The streetlights are blurry with fog
as the Olds glides into the grocery lot.
I leave the car to buy some milk and bananas,
two staples of life, saying to my sister,
“The clerk will tell me to have a nice evening,”
and sure enough, when I go through the checkout,
he does. I don’t tell him that our mother
checked out for good an hour ago, that we left her
for the mortuary to fetch from the hospital
and stopped for milk and bananas on the way
back to her house, suddenly ours. I have rarely
found it so hard to leave any living soul
except my daughter, who used to enjoy
milk and bananas at her small table
before she went to sleep.
When Charli Died
When Charli died
at three a.m.
snow hushed the world,
soft dirge to underscore susurrus
of a daughter’s, sister’s tears
Watching the round flakes drift
down the streetlamp’s glowing cone
I remembered her wistful verse
about little circles of feeling, how she
yearned to be known, to make a splash.
Always a martyr, she might have
splashed the headlines with a murder,
throttled him with swearwords as he snored,
become a scarlet widow
instead of splashing red tracks
on endless essays, like the color
in her verse.
Once she had a poem
published on a yellow bus
that splashed gray paths through
snow and slushy puddles
When Charli died
I remembered how she’d made
a splash in the canal
with the urn from Mother’s ashes–
little circles spreading wider
as it hushed.
I was half-poised to gather pen and paper
in praise of a glorious grace of winter sunshine
after a doomgray, dripping week whose only
firestreak was a single courageous cardinal
flaming on a leafshorn gray-drowned oak–
oh glorious grace of redlife in the gloom,
joy in a dripping-dead world!–when one
appeared, and sat upon the other couch,
and asked if I really thought his dirty bucks
could be resolved, and complained that our son
had been out for an hour (he is fourteen),
and then remarked, “It’s a nice afternoon.”

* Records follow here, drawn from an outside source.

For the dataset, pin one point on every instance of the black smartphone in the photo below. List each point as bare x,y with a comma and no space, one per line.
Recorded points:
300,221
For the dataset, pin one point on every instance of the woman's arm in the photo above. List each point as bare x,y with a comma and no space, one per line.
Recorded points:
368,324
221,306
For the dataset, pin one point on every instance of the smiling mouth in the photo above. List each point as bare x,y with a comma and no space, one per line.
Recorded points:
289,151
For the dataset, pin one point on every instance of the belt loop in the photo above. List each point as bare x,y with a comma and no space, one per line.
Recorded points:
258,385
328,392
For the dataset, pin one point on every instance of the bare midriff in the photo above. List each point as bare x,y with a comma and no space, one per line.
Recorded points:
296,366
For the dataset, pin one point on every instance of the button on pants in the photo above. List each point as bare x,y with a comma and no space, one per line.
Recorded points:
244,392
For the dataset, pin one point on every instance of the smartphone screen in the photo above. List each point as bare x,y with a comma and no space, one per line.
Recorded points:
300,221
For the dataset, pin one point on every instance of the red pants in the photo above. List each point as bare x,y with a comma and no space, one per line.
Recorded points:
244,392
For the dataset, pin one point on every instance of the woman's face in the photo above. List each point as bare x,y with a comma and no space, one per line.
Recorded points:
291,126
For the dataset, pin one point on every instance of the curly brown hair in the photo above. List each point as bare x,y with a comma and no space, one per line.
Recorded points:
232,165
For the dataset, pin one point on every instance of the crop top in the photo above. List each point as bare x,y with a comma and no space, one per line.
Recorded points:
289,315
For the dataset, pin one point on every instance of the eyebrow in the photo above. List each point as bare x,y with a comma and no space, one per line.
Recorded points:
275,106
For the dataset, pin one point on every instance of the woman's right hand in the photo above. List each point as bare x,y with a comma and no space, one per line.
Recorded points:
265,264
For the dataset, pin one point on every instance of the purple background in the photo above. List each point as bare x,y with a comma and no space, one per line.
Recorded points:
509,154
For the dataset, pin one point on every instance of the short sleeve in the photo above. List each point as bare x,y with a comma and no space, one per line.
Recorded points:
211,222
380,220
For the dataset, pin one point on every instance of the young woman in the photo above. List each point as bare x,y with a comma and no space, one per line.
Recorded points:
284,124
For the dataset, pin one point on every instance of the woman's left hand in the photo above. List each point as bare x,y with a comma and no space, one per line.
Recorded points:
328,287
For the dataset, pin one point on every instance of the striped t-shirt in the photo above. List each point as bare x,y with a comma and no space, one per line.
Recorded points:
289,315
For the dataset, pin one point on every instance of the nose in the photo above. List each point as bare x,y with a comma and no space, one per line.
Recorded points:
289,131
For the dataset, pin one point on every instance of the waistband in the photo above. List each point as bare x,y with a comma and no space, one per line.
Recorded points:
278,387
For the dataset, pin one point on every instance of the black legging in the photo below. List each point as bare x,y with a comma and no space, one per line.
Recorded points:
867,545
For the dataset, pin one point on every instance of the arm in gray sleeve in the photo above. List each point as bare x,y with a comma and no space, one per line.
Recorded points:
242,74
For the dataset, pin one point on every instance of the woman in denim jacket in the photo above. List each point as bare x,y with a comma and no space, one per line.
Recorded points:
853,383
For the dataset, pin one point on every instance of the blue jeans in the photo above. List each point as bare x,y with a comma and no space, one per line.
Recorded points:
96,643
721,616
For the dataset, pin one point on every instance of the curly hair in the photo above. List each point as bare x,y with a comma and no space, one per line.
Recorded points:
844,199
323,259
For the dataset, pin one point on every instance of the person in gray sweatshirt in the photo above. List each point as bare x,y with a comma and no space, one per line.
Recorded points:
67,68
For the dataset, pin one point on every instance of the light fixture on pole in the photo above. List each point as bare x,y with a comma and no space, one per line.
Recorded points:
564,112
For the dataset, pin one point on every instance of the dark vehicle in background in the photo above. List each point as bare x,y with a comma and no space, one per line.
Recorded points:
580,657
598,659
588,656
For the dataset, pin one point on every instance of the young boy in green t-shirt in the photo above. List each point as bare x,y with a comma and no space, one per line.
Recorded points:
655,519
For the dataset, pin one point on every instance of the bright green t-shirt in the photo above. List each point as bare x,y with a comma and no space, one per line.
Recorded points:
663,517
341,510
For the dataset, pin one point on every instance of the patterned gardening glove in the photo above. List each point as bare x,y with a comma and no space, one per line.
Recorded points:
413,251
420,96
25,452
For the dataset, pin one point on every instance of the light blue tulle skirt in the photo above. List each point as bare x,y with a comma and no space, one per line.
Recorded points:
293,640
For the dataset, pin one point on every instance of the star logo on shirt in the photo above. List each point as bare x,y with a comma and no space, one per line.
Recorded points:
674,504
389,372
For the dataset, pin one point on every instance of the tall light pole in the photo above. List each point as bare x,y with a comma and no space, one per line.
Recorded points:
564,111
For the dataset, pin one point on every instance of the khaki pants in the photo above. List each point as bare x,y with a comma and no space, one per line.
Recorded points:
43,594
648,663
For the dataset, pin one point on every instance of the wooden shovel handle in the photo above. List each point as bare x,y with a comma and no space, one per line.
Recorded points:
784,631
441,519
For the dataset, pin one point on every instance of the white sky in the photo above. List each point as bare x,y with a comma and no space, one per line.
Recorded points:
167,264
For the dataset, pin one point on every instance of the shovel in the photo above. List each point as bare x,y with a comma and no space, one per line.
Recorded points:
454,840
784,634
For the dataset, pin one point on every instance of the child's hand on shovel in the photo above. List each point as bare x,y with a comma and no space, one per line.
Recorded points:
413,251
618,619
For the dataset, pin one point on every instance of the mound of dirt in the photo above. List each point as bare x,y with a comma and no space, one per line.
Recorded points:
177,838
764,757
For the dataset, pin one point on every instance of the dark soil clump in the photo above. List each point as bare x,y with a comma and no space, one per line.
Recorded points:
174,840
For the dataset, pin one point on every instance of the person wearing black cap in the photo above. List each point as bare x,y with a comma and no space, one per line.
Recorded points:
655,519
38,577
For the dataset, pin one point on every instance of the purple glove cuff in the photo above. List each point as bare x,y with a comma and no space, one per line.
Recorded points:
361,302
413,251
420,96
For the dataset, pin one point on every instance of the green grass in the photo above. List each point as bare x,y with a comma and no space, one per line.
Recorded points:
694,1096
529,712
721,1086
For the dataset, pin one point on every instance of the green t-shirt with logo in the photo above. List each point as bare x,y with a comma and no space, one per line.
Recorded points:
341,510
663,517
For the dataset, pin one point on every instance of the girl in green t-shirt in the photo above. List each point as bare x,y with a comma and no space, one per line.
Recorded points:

Oh, glorious grace of winter sunshine!
I can see that cardinal slashing the gloom forever,
and behind him the radiant face of a brave old man
rolling down a clinic corridor, who had no legs at all
but plethoras of pain, and blessed each passing soul
with glorious grace of winter sunshine,
all the being left to him alight with love;
but my verse dissolved beneath a pair of rubber soles
into a “nice afternoon.”
She sees him always with two pairs of eyes.
The outward pair descries no flaw, denies
the faint decay encroaching age supplies,
decries suggestion that the other could
not know him for grail knight in mystic wood
or find him lacking any mortal good.
One marks in him a wise and holy man:
young, old, no matter; destiny the span
of blessing arms, outreaching mind, elan
of meeting, oneness understood, the rule
and no uncertain grace. The inward says, Dear fool,
your heart’s eyes carry blinders, like a mule.